Os neurônios-espelho nos permitem "entender" o que os outros estão pensando ou sentindo. Eles também nos permitem "especular" sobre as ações e intenções dos outros.

Do outro lado do espelho

Mencionamos isso no início: se alguém acariciar minha mão, um neurônio no córtex somatossensorial do cérebro é ativado.

Pode ficar mais complicado: em alguns casos, esse mesmo neurônio dispara quando você simplesmente vê outra pessoa sendo acariciada . A maioria deles será ativada quando me acariciarem em diferentes áreas. Neurônios diferentes para zonas diferentes. Mas um subconjunto deles entrará em ação quando vir alguém acariciando.

A questão que se coloca é: se tenho empatia o suficiente só de ver alguém sendo acariciado, por que não fico confuso e literalmente sinto que eles me acariciam quando vejo alguém acariciando?

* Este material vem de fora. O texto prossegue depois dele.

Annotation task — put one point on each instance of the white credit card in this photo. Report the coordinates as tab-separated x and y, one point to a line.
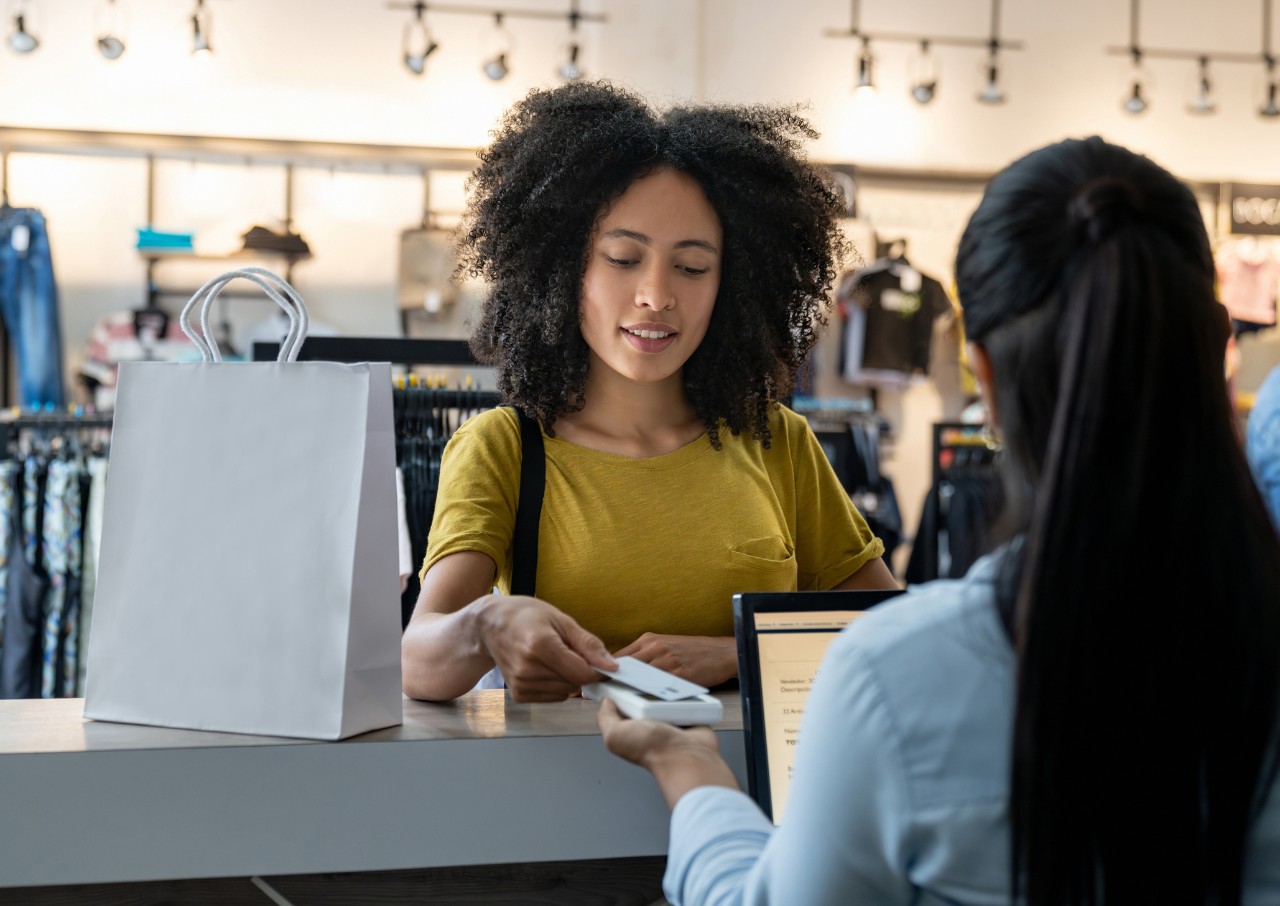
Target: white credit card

Tem uma explicação: nós temos um sistema nervoso periférico com terminais nervosos na pele, receptores de dor e tato , que mandam informações para o sistema nervoso central, para o cérebro, dizendo algo como: “Fica calma, não estão te acariciando mesmo para você . Você pode ter empatia com a outra pessoa, mas não se confunda; Eles não estão realmente te acariciando ”.

um sinal de feedback que veta o sinal do neurônio espelho, evitando que aquela carícia seja sentida conscientemente. Agora, se eu perdi meu braço ou ele está anestesiado, quando eu ver as carícias, vou sentir . Vamos enrolar o laço: se esse mesmo indivíduo sentir dor e vir alguém segurando a mão de outra pessoa e apertando ou massageando seus dedos, essa visão aliviará a dor em seu braço ou mão fantasma. É feito por um neurônio que parece sentir alívio ao ver alguém recebendo uma massagem recompensadora.

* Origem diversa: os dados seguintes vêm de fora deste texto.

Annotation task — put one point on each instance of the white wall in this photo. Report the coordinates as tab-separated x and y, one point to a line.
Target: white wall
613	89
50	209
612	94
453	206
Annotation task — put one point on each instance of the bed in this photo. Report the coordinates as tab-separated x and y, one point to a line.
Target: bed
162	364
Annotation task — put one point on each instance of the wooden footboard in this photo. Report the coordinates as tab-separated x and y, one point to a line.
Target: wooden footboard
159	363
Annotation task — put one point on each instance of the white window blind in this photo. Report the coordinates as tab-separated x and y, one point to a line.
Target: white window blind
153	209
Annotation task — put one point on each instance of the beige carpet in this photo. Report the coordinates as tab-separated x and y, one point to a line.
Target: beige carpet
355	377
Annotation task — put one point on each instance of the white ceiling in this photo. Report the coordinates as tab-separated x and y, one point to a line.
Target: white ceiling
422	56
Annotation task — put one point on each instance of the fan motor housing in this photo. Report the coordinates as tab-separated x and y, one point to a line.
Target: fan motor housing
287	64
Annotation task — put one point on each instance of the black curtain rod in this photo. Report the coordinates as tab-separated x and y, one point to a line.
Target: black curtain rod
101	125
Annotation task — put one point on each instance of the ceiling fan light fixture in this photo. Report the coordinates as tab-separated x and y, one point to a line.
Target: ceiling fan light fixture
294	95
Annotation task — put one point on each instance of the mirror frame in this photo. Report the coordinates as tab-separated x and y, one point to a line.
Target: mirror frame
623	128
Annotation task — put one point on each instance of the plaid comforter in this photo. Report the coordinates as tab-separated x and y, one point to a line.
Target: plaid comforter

O que fazemos com essa conexão?

É fascinante: a parede ou a borda da pele foi rasgada ou foi completamente conectada a outro ser humano diferente do "eu" individual. Pode parecer uma metáfora, mas se o que separa duas pessoas é a pele e podemos tirá-la … vamos vivenciar essa carícia na mente. Não há mais separação entre o "eu" e os "outros" (ou alguns "outros", provavelmente um número muito restrito, um, dois …, embora na "prática" o número cresça).

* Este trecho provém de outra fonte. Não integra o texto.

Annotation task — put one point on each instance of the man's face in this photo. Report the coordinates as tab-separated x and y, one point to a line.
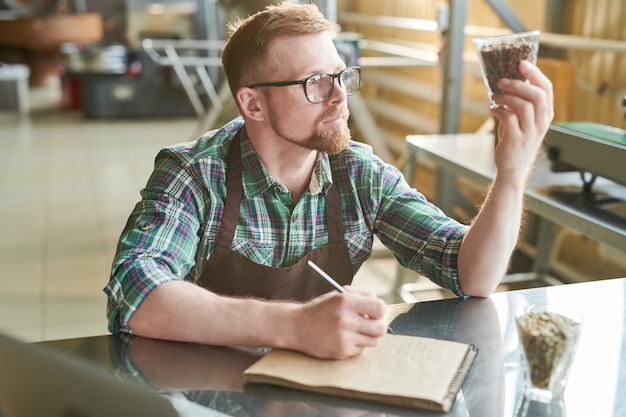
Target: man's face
322	126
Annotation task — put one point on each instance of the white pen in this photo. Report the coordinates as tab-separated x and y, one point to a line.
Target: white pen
327	277
335	284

O "eu" independente não existe se não estiver vinculado a outros . Parece a base de uma filosofia oriental ou de um novo Facebook, e acontece que é neurobiologia… Queremos chamar de fusão de duas consciências? Vamos colocar assim: a fusão (parcial) de dois cérebros não é filosofia, mas neurociência, e sempre esteve ao alcance de todos . Agora que sabemos, é melhor aprendermos cedo a conviver com isso e aplicá-lo.

Podemos incumbir a escola de incorporá-la aos seus métodos e percursos curriculares ultrapassados, mas, como em muitos outros temas, há coisas que não devemos delegar à escola, nem aos juízes, e menos ainda ao Estado (ou ao Administração). Talvez devêssemos começar, em vez de explicá-lo, experimentá-lo nas escolas, mas especialmente em casa, nosso laboratório de neurociências perdido, não para fazer experimentos, mas para viver a vida.

Já existem aqueles que chamam de neuroeducação. Mais do que um novo modelo pedagógico, trata-se de levar a neurociência para um espaço onde, até agora, pedagogos e psicólogos detinham a verdade. Mas quem vai treinar os treinadores para que não se deformem? Imagino, com medo, que a professora reciclada obrigue as crianças a "abrirem o app do tablet" para que todas aprendam (na voz de "Arr!") O conceito de neurônios-espelho, e libere-as de um imenso roll insuportável, quando bastava acompanhar e compartilhar (conhecimento, empatia, amor) e, acima de tudo, aproveitar o fato de que podemos “fundir cérebros” em todas as áreas da vida, mesmo de vez em quando, se quisermos.